A striking instance of the energy that radiated from Christ, finally, is associated with his baptism in the Jordan River. Jesus’ mere physical contact with the Jordan was enough to cleanse it and, along with it, all the waters of the earth, so as to make them suitable in turn for cleaning those who would be baptized. We find this idea as early as the beginning of the second century in Ignatius of Antioch and frequently thereafter.

(Boniface Ramsey, Beginning to Read the Fathers, pp. 83-84)

Blessing Water

At Theophany we Orthodox bless water, a practice for Christians that can be traced to the early church.   We also bless water before every baptism reciting many of the same prayers and ideas at both services.  The Apostolic Constitutions, a Christian document from the 4th Century, mentions the blessing of water before a baptism:

“… let the priest even now call upon in baptism, and let him say:

Look down from heaven, and sanctify this water, and give it grace and power, that so he that is to be baptized, according to the command of Your Christ, may be crucified with Him, and may die with Him, and may be buried with Him, and may rise with Him to the adoption which is in Him, that he may be dead to sin and live to righteousness.

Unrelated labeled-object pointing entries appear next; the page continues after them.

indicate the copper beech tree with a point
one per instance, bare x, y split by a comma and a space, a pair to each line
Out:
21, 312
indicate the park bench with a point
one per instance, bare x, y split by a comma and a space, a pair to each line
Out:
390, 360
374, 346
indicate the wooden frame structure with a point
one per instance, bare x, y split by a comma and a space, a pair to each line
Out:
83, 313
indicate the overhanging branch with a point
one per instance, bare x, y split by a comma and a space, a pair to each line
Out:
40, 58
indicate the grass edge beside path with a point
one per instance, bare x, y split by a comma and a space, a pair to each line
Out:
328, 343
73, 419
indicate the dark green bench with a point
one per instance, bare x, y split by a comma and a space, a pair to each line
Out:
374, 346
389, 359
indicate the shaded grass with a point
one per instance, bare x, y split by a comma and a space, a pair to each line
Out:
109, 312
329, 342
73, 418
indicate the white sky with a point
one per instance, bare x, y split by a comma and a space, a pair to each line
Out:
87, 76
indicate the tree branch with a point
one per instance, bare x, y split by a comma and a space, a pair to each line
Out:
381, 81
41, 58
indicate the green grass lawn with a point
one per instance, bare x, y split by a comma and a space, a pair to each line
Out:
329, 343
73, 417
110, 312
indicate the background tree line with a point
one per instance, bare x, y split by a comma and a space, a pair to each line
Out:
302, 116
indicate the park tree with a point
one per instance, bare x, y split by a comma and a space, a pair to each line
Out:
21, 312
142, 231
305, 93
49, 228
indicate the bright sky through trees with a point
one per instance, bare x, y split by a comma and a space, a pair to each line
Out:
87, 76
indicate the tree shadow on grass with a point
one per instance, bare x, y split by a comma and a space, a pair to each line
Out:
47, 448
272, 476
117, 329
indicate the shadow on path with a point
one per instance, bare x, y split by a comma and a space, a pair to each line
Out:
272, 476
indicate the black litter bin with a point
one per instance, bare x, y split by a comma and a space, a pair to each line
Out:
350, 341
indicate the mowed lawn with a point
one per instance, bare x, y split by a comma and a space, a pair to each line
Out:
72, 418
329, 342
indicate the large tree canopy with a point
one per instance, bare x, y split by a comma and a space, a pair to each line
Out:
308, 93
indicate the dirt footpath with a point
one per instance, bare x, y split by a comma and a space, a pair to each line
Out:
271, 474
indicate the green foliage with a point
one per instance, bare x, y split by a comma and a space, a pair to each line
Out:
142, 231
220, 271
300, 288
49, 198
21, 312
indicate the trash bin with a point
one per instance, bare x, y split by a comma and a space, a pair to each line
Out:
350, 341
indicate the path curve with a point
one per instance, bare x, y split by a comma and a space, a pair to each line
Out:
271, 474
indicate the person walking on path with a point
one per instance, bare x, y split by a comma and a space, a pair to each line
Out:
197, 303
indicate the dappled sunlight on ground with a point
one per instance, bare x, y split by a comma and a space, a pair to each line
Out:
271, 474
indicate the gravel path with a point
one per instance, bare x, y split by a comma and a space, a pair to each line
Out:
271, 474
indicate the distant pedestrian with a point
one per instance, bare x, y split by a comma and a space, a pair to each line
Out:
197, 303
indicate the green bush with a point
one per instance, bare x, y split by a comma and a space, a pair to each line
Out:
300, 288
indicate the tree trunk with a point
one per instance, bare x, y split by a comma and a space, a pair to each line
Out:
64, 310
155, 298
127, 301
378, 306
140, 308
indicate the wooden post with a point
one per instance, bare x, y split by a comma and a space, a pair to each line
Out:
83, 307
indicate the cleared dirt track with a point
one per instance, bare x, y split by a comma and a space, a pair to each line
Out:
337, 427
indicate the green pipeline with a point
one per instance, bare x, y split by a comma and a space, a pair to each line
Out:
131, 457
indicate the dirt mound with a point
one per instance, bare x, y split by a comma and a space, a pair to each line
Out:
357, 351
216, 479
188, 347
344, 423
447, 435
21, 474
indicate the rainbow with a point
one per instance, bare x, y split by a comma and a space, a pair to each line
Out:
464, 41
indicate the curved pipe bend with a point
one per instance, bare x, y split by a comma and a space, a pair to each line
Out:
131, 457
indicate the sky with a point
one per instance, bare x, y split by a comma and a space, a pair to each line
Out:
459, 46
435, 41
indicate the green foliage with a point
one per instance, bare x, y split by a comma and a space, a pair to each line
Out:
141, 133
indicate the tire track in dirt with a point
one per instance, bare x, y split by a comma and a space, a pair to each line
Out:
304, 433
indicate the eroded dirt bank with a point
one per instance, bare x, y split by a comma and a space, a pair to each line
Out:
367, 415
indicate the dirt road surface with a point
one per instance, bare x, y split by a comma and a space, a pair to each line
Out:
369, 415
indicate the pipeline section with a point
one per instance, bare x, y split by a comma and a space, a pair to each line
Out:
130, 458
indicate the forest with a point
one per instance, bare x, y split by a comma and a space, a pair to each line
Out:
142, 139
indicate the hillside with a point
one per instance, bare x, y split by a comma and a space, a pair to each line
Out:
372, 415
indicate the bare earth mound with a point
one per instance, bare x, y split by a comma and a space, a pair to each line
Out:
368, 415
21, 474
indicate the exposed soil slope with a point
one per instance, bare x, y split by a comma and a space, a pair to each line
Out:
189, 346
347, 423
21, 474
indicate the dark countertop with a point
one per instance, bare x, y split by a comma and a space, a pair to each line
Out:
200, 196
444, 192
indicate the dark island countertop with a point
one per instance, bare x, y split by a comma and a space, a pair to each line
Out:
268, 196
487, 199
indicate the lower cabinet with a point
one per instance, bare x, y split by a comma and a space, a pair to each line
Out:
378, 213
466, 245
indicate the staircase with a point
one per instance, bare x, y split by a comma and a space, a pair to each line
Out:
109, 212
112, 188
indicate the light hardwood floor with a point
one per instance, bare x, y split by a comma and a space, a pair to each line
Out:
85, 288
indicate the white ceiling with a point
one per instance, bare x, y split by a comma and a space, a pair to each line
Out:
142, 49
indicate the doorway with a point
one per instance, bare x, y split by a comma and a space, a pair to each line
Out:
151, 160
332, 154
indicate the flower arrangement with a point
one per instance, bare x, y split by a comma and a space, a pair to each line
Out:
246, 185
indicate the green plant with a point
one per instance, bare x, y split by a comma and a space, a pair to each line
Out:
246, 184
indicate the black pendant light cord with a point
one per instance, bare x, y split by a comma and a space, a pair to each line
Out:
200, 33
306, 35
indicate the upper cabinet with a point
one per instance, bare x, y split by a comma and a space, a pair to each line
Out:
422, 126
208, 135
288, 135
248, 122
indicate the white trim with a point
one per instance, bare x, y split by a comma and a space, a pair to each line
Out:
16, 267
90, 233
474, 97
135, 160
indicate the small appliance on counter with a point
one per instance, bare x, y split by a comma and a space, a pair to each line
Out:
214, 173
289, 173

And after this, when he has baptized him in the name of the Father, and of the Son, and of the Holy Ghost, he shall anoint him with ointment…”     (Kindle Loc. 3817-21)

In the prayer, baptism is clearly our dying with Christ – we are identifying ourselves with Christ, to be crucified with Him and die with Him and be buried with Him so that we can rise with Him to eternal life.  The prayer asks God to grant this sanctifying power to the baptismal waters, not just to the rite of baptism.  The incarnation is our salvation – we are saved in, with and by creation itself.  The spiritual life is not separating ourselves from the physical world but rather transfiguring the physical world to be the spiritual reality which God created.  Theophany is revealing God to us, but also revealing that creation itself is meant to be for our salvation.  Faith is not just a noetic exercise: it is the transformation of our bodies, the formation of our hearts and souls , not just the informing of our minds.

Do you not know that all of us who have been baptized into Christ Jesus were baptized into his death? We were buried therefore with him by baptism into death, so that as Christ was raised from the dead by the glory of the Father, we too might walk in newness of life. For if we have been united with him in a death like his, we shall certainly be united with him in a resurrection like his. We know that our old self was crucified with him so that the sinful body might be destroyed, and we might no longer be enslaved to sin. For he who has died is freed from sin. But if we have died with Christ, we believe that we shall also live with him. For we know that Christ being raised from the dead will never die again; death no longer has dominion over him. The death he died he died to sin, once for all, but the life he lives he lives to God. So you also must consider yourselves dead to sin and alive to God in Christ Jesus.    (Romans 6:3-11)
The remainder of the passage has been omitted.